Price of Power at 450. Desai’s pleadings denied that he ever had any connections with the CIA, and alleged that Hersh published these statements knowing they were false or with reckless disregard as to their falsity.

By interrogatory, Desai asked for the identities of the sources who formed the basis for Hersh’s conclusion, but Hersh refused each request. Subsequently on April 20, 1984, Desai filed a motion for an order precluding Hersh from relying on or referring to any unidentified confidential sources at trial.

It was not until five years later on September 13, 1989, that the district court ruled that it would deny Desai’s motion. In a written opinion issued on October 4, 1989, the district court first pointed out that Desai had failed to make any motion to compel Hersh to reveal the identities of his sources pursuant to § 8-903 of the Illinois Reporter’s Privilege Law, a statute designed to protect the confidentiality of a reporter’s sources. The court then held that invocation of the Illinois Reporter’s Privilege would not prohibit Hersh from testifying about the reliability of his confidential sources even though their identities would not be revealed:

The court concludes that the proper exercise of the “newsman’s” privilege will not be penalized by precluding defendant’s reliance on confidential sources....

However, the court did permit Desai to inquire into the existence and reliability of Hersh’s confidential sources — but without requiring them to be identified.

During his testimony at trial, Hersh explained that he relied on six separate confidential sources to support his assertion that Desai was a CIA informant. Hersh testified that of the six sources, “two were out of government, one was in the CIA, one was in the world of the NS A, National Security Agency, which is the communications intelligence people, and two were working in the White House.” Two of these sources he characterized as “active sources” who “were telling me details, a lot of detail.” And, at one point during his direct testimony, Hersh stated that “I thought the most important thing was to know that the sources upon which I was relying were sources that I had the utmost confidence in, and that was the driving force of what I wrote.”

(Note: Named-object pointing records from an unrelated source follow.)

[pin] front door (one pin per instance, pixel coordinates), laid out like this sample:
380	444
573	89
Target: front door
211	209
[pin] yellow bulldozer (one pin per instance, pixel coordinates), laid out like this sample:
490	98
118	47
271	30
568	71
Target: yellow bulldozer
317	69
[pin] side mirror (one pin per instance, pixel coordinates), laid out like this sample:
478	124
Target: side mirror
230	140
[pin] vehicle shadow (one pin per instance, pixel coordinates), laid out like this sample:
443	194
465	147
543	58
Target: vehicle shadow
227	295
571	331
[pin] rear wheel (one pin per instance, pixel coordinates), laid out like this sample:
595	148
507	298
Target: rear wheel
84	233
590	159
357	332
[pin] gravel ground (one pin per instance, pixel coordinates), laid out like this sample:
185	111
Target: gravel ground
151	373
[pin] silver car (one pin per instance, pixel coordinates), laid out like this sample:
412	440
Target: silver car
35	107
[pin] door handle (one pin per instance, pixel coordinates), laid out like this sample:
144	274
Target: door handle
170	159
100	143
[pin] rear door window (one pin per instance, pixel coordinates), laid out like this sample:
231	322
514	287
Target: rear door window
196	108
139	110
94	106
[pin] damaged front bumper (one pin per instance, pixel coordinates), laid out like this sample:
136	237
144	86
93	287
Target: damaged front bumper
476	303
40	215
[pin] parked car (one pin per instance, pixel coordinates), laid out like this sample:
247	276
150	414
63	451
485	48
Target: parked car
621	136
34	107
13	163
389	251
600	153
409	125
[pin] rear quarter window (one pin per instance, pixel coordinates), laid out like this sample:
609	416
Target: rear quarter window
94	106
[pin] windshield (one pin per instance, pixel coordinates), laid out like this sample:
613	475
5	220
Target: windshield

The jury returned a special verdict in favor of Hersh and the district court entered judgment accordingly. Although De- *1411 sai now raises several issues on appeal, only one merits discussion: whether the district court properly permitted Hersh to testify at trial regarding the reliability of his confidential sources without revealing their identity.

Illinois enacted a reporter’s privilege statute on July 1, 1982. The privilege, as then codified, provided as follows:

No court may compel any person to disclose the source of any information obtained by a reporter during the course of his or her employment except as provided in Part 9 of Article VIII of this Act. The privilege conferred by these Sections is not available in any libel or slander action in which a reporter or news medium is a party defendant.

Ill.Rev.Stat., ch. 110, § 8-901 (1982). The Illinois Legislature subsequently amended the reporter’s privilege on September 16, 1985, by extending the application of the privilege to libel and slander cases, and by specifying requirements for seeking disclosure in such cases. Ill.Rev.Stat., ch. 110, §§ 8-903, 8-904 and 8-907 (1989).